Daschle's stated purpose (and therefore President Obama's purpose) for creating the Council is to empower an unelected bureaucracy to make the hard decisions about health care rationing that elected politicians are politically unable to make. The end result is to slow costly medical advancement and consumption. Daschle argues that Americans ought to be more like Europeans who passively accept "hopeless diagnoses."

McCaughey goes on to explain:

"Daschle says health-care reform "will not be pain free." Seniors should be more accepting of the conditions that come with age instead of treating them."

Who is on the Council? One of its most prominent members is none other than Dr. Death himself Ezekiel Emanuel. Dr. Emanuel's views on care of the elderly should frighten anyone who is or ever plans on being old. He explains the logic behind his discriminatory views on elderly care as follows:

"Unlike allocation by sex or race, allocation by age is not invidious discrimination; every person lives through different life stages rather than being a single age. Even if 25-year-olds receive priority over 65-year-olds, everyone who is 65 years now was previously 25 years."

On average 25-year-olds require very few medical services. If they are to get the lion's share of the treatment, then those 65 and over can expect very little care. Dr. Emanuel's views on saving money on medical care are simple: don't provide any medical care. The loosely worded provisions in H.R 1 give him and his Council increasing power to push such recommendations.

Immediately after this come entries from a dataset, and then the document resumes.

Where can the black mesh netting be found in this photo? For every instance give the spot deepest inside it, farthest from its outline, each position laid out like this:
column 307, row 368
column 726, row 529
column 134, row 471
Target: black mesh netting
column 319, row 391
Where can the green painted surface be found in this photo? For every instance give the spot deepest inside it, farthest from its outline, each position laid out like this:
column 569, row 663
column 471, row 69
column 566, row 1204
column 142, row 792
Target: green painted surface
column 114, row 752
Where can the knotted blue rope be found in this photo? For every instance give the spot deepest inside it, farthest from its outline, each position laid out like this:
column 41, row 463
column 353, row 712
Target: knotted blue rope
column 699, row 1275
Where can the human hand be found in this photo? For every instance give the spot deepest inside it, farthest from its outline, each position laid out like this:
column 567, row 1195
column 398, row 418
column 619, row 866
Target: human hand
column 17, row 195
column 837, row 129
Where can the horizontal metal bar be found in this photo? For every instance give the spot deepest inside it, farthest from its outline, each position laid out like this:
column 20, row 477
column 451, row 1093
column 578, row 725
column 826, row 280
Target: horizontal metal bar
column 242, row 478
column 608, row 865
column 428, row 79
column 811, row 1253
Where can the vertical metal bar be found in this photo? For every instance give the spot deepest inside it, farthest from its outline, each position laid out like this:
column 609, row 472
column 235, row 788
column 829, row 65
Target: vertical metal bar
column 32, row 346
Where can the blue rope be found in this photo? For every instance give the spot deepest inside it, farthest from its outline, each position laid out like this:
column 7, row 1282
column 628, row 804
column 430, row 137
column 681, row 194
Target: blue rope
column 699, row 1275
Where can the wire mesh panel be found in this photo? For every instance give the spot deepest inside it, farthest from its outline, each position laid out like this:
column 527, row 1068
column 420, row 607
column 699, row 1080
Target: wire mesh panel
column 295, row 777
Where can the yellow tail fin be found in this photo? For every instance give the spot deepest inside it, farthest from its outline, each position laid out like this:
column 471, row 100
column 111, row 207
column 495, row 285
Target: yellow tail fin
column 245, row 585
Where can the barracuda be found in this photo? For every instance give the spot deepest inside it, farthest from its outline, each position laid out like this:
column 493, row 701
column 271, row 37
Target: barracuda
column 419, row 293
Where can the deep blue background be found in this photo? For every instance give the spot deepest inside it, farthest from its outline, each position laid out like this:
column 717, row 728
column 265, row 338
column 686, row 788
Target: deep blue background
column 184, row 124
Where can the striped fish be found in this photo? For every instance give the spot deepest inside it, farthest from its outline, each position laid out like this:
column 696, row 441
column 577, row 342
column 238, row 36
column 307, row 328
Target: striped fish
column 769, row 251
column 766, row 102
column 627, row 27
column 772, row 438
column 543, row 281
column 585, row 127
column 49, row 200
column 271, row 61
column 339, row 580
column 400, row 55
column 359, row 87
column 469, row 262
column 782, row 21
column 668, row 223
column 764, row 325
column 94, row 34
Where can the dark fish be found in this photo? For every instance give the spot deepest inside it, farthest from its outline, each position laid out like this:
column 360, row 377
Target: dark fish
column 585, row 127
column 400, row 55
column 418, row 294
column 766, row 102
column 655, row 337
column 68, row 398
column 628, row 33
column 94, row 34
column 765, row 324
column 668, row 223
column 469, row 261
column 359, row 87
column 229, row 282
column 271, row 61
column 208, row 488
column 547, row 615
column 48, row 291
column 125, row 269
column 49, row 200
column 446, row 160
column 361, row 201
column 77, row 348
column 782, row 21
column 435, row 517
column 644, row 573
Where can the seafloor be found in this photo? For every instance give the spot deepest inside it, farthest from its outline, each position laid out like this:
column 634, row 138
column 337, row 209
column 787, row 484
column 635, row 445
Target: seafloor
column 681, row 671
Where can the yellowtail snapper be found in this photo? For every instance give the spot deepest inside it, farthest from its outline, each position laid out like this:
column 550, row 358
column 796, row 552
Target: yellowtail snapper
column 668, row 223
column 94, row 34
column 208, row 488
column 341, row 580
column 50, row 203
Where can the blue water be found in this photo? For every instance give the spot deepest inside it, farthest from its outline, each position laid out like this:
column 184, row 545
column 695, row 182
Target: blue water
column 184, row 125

Similarly hazy language will no doubt be used in the health care bill. What may pass as a 1,000 page health care law will explode into perhaps many thousands of pages of regulatory codes. The deliberate vagueness will give regulators tremendous leverage to interpret its provisions. Thus Obama's Regulatory Czar Cass Sunstein will play a major role in defining the government's role in controlling medical care.

How does Sunstein approach end of life care? In 2003 he wrote a paper for the AEI-Brookings Joint Center for Regulatory Studies arguing that human life varies in value. Specifically he champions statistical methods that give preference to what the government rates as "quality-adjusted life years." Meaning, the government decides whether a person's life is worth living. If the government decides the life is not worth living, it is the individual's duty to die to free up welfare payments for the young and productive.

Ultimately it was Obama himself, in answer to a question on his ABC News infomercial, who said that payment determination cannot be influenced by a person's spirit and "that at least we (the Federal Coordinating Council for Comparative Effectiveness Research) can let doctors know and your mom know that...this isn't going to help. Maybe you're better off not having the surgery, but taking the painkiller."

Maybe we should ask the Associated Press and New York Times if they still think we shouldn't be concerned about a federal "death panel."